Yaşlı kadın bu duyduklarıyla gözleri parladı. Nerdeyse çığlık atacakken iki elini de ağzına kapattı. Biraz sakinleştikten sonra;
"Tanrılar!" dedi ellerini göğsünde birleştirerek. Şu an da ondan mutlu kimse yoktu. Zhan'ın 'Müstakbel Kocam' diye düşünmesine ve genç efendisini kabul ediyor oluşunu, çok sevinmişti.
"Bulaşıkları yıkamanıza yardım edeyim." dedi Zhan.
"Şimdi bulaşıkları boş verin. Genç Efendime ne hediye vereceğinizi düşünmek daha önemli." dedi Ying teyze, sonra Zhan'ın elinden tutarak onu çekiştirirken bir yandanda konuşmaya devam ediyordu. "Pahalı bir şeye gerek yok. El işi bir şey yapabilirsiniz." dediğinde kütüphanenin içine girmişlerdi bile. Kitaplıktan bir dergi çıkarıp Zhan'ın eline verdi.
"El işi mi?" diye mırıldandığında Ying teyze onu duymuştu. Zhan, bir yandan da sayfalara göz atıyordu. Derginin içinde çanta, işlemeli keseler, kıyafetler, saç tokaları ve bileklik yapımlarını gösteren dergiye bakıyordu.
"Evet. Her gün kullanabileceği bir şey nasıl olur? Kendi elinizle yaptığınız her şeyi çok seveceğinden eminim."
"Öyle mi gerçekten? El işi yapmak..." derken bilekliklerin olduğu sayfaya geldiğinde, "Çok güzel. Galiba... Bundan yapmak istiyorum." dedi Zhan heyecanla.
"Güzel bir kumihimo ipi ile yapabilirsiniz. Bu sıralar japon ipleri çok moda. Genç Efendim gitmeden izin alırsanız hemen çıkarız." dedi Ying teyze.
Zhan, elindeki dergiyi Ying teyzeye verip hemen kütüphaneden çıktı. Yibo, holde oturmuş botlarını giyiyordu. Yibo, onun birşey söylemek istediğini anlasada bir şey sormadı. Botlarını giysede, hâlâ ayakta dikelerek onun konuşmasını bekledi.
"Şey... Efendim. Bugün biraz dışarı çıkabilir miyim?" diye sordu Zhan, çekinerek.
"Neden?" diye sordu Yibo, ses tonundaki merakı gizlemeden.

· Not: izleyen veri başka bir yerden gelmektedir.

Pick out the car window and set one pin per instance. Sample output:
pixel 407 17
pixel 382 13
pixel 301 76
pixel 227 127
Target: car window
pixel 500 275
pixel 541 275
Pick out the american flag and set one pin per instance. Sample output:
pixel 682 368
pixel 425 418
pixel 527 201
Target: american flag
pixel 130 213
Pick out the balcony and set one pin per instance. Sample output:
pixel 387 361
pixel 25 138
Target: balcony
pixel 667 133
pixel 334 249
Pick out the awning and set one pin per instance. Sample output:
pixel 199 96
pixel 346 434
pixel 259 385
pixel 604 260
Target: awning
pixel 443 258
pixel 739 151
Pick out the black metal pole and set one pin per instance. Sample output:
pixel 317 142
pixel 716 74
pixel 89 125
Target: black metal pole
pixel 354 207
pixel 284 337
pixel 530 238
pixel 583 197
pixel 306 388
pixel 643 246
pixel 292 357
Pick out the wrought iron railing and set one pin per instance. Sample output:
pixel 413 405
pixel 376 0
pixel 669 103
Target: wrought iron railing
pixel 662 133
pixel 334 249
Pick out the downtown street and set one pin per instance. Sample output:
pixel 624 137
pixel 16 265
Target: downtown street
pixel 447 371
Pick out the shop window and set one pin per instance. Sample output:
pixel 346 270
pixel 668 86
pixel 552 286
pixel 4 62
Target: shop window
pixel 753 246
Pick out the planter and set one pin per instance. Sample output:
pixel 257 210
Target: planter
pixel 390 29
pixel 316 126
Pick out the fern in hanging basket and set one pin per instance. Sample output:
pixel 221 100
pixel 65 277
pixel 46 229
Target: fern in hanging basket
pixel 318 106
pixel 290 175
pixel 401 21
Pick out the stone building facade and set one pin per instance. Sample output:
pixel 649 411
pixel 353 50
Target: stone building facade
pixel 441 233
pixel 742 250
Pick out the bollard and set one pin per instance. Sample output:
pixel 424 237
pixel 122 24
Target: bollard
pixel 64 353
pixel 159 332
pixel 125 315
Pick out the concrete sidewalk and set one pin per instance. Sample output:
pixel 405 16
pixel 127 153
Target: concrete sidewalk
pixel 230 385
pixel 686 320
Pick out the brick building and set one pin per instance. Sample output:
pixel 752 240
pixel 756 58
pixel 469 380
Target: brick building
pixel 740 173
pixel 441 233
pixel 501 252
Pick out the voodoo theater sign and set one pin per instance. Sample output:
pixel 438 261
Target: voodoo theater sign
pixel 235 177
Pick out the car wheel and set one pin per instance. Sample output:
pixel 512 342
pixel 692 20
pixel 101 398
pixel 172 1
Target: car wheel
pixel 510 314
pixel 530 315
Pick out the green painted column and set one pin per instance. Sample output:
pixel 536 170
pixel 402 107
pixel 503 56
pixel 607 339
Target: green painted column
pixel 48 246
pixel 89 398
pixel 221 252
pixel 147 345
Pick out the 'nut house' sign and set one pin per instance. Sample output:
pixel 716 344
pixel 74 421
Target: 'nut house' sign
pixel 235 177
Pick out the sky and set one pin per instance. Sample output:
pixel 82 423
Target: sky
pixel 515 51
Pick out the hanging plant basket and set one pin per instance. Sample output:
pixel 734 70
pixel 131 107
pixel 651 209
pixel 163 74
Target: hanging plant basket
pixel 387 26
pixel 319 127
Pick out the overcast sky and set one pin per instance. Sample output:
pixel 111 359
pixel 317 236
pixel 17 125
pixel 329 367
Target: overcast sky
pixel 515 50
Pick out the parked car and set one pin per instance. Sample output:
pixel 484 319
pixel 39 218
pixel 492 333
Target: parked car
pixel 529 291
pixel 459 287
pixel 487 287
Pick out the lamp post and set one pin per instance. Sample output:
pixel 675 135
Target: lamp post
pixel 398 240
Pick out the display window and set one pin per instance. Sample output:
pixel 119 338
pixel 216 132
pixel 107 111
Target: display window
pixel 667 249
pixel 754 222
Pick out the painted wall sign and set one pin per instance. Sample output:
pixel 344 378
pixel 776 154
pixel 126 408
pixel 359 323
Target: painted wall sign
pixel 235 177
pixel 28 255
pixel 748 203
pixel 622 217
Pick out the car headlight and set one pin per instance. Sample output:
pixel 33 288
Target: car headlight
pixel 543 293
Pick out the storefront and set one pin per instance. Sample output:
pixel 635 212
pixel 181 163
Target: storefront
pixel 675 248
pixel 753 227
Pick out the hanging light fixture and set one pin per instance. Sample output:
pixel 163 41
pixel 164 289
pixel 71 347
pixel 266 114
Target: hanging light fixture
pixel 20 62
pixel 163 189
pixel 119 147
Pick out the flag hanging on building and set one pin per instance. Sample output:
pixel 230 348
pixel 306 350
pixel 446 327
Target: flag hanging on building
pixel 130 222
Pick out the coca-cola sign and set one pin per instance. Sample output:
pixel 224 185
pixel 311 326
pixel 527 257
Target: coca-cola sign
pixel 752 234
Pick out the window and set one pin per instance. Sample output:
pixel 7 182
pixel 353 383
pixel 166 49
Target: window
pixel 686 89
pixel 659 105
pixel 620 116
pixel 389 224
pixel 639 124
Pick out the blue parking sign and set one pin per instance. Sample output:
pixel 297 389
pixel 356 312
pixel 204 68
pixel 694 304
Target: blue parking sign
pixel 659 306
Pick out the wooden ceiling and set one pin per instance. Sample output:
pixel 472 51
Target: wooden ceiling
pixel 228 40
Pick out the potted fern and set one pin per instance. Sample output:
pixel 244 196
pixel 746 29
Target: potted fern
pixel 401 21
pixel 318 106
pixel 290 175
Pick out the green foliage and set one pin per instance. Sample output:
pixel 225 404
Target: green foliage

"Almak istediğim bir şey var." dedi Zhan gülümseyerek.
"Yalnız mı gidiyorsun?"
"Hayır, Bayan Ying'le."
"Başka bir gün gidersen bende seninle gelebilirim. Bugün şehir dışında işim var." dedi Yibo, bir kaç adımda Zhan'ın yanına giderek.
"Hayır, buna gerek yok." dedi Zhan, ellerini iki yana sallamaya başladı.
Müstakbel kocasına süpriz yapmak istediği için, aldıklarını görmesini istemiyordu. Yibo da, Zhan'ın bu hareketini yanlış anladı. Kendisini yanında istemediğini düşündü. Sonra nefesini dışarı verirken bir iki adım Zhan dan uzaklaştı.
ŞİMDİ OKUDUĞUN
KEHANET / YIZHAN /
FanficBinlerce yıl önce Yiling patriği olarak bilinen isimsiz bir kahraman Yürüyen Cesetleri, Mezar Tepesine mühürleyerek hapsetmişti. Ama mühür zamanla zayıfladı ve kötü niyetli insanlar tarafından mühür kırıldı. Günümüz, talihsizliğin ortasında, Gökler...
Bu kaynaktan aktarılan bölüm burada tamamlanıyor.